«Via, via, lascia Cracovia, solo così potrai creare qualche cosa di importante». A parlare è Tadeusz Kantor e il consiglio è tutto per Igor Mitoraj, polacco come lui. Che non perse tempo e nel 1968 si mise in viaggio, destinazione Parigi (dove nel 1997 venne instalata una delle sue grandi teste alla Defense). È qui, in un ospedale della capitale francese che è morto ieri lo scultore, all’età di settant’anni. Mitoraj ha dalla sua una riconoscibilità immediata: è l’autore di quegli enormi volti svuotati (anche bendati), maschere dal sapore classicheggiante, che troviamo spesso adagiati nelle piazze italiane. Giganti feriti, sventurati, caduti giù dal cielo che sbozzerà tutta la vita in bronzo, terracotta e poi in marmo, quando si trasferirà – negli anni Ottanta – in Italia, a Pietrasanta aprendo uno studio vicino alle cave (senza però abbandonare l’atelier parigino). Lì l’eco di Michelangelo e del suo operare per «via di sottrazione» da interi blocchi di pietra era fortissimo.

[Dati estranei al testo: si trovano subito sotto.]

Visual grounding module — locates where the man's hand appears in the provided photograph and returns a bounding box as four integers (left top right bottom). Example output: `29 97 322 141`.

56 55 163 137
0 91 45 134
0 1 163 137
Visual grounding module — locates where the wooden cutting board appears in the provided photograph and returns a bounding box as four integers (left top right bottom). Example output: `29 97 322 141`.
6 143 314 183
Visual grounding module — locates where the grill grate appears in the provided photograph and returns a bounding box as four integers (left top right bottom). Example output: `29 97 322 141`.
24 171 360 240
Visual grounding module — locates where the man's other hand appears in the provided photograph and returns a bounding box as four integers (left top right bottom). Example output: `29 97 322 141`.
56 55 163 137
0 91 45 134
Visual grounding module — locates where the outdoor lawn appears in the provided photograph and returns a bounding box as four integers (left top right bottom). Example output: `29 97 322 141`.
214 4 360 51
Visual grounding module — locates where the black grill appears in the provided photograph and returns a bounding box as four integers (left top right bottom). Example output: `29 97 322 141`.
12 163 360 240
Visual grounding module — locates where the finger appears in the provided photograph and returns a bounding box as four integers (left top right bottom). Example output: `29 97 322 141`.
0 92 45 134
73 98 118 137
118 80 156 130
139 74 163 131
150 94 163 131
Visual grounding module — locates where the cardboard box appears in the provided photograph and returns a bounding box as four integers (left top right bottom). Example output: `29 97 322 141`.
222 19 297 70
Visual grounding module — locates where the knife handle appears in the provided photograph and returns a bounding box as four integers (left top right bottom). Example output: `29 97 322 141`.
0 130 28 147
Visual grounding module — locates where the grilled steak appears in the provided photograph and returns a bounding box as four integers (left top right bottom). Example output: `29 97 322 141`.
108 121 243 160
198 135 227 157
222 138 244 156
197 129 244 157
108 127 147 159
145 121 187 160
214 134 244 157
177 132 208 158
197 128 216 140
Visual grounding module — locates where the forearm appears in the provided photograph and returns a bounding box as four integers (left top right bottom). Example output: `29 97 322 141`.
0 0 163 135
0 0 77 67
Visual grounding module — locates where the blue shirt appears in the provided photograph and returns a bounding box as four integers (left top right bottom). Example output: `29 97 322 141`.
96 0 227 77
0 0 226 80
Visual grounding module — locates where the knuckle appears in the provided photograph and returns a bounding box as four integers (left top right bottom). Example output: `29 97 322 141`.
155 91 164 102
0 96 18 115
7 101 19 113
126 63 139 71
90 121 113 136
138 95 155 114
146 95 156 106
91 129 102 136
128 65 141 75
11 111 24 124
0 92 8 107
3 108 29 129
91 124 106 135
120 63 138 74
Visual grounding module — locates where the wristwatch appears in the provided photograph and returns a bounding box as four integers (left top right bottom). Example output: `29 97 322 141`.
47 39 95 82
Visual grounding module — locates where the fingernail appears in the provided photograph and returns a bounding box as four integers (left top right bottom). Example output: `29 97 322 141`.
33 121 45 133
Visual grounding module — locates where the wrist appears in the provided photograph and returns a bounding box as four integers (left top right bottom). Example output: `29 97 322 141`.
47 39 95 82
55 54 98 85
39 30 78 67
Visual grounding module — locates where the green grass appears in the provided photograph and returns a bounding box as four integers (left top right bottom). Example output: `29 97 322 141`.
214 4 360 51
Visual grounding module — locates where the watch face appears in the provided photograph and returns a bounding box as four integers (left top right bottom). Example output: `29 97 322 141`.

Nato nel 1944 in Germania, sopravvisse con la madre (deportata dalla Polonia) ai bombardamenti di Dresda e una volta tornato nella sua città di origine, cominciò a studiare l’arte, affascinato dalle riproduzioni dei dipinti rinascimentali. Un anno di permanenza messicana lo avvicinerà alla cultura atzeca, ma poi tornerà ai miti classici, rivisitati con un senso di precarietà moderno: «la mia opera – diceva – è l’espressione artistica di un certo malessere». Più che alla frenetica New York, dove vivrà parecchi mesi, continuerà a guardare alla Grecia e alle sue radici antiche.
Fin dalle sue prime apparizioni nel mondo dell’arte, Mitoraj ha goduto del successo, ha esposto in importanti gallerie e conquistato molti premi. Nel 1986 è alla Biennale di Venezia, mentre le piazze pubbliche del mondo si popolano di sue sculture, eroi, centauri e dèi dai corpi possenti, ma frammentati, violati. Nel 2006 ha realizzato a Roma le porte monumentali della Basilica di santa Maria degli Angeli. Mitoraj passeggiava volentieri nella città dove l’uomo si è sempre confrontato con la divinità («Borges ha ragione quando dice che a Roma non si va mai per la prima volta, semmai ci si ritorna: Roma, come ogni mito, esiste da sempre, è fissa nell’immaginario collettivo…»).
Ad Agrigento, fin dalla primavera del 2011, nella Valle dei Templi, sono esposte all’aperto 17 gigantesche statue bronzee: non sempre le sue sculture hanno convissuto in pace con gli abitanti dei luoghi. A volte, sono state accusate di deturpare il territorio con la loro estraneità.